There's something about being in vogue that makes people flip the coin of their senses— the #MeToo syndrome. Everyone wants to, at least, help fall a table if they can't shake one. This makes me retrospect to the quote above.

The thing about dynamicity and staticity, most times, isn’t default. How we find ourselves is often determined by how we’ve been: memories we have haboured, teachings we have subjected our minds to, experimentations we have done and also the kind of environment we have been over a specific period of time. The mind is a volatile memory device; but the twist is that its writabiliy for conscious events isn’t always guaranteed. It involves a simple but complex algorithm of tricks needed to be put in place before the contents can be altered. In other words, learning, unlearning and relearning are neither automatic nor trivial. 

Without having to spend a coffee hour debating what a full length mirror carries, we will agree with me that these days, a larger percent of writers have attacked the religious themes more than they have done since the inception of their writing career. This is the time when the sky, in place of stars, starlets and moon, is covered with propositions of theism, atheism, anarchism, and every other related subjects of religion and godliness. Why? Because that is what is in vogue. 

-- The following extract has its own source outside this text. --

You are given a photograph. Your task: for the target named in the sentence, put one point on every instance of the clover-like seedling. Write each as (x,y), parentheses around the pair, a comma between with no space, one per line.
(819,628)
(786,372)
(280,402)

Some poets can't write but brokenness, boys, body, city, not because they are poor, but because their minds have been restricted to the thesis of these words that understanding a different language is heaven to Lucifer. And this might be blamed on their falling out and then falling in line with a particular trend or perhaps the style of a successful writer and finding themselves so rooted in this that it’s almost impossible to be anything these people aren’t. This brings me to the notion that most writers, in the quest of acquiring mentorship, become their models’ shadows. Now the tragedy in this is not the doom itself but the fact that it’s lurked within the frame of a blur picture. You adore someone so much you obey dumbly without subjecting their ideas to your mental panel, forgetting you’re a different person with a different kind of light and path only needing guide; you copy their styles, write their themes and in the process, become who they are. This is the genesis of becoming someone you aren’t meant to be and the revelation of your breakthrough.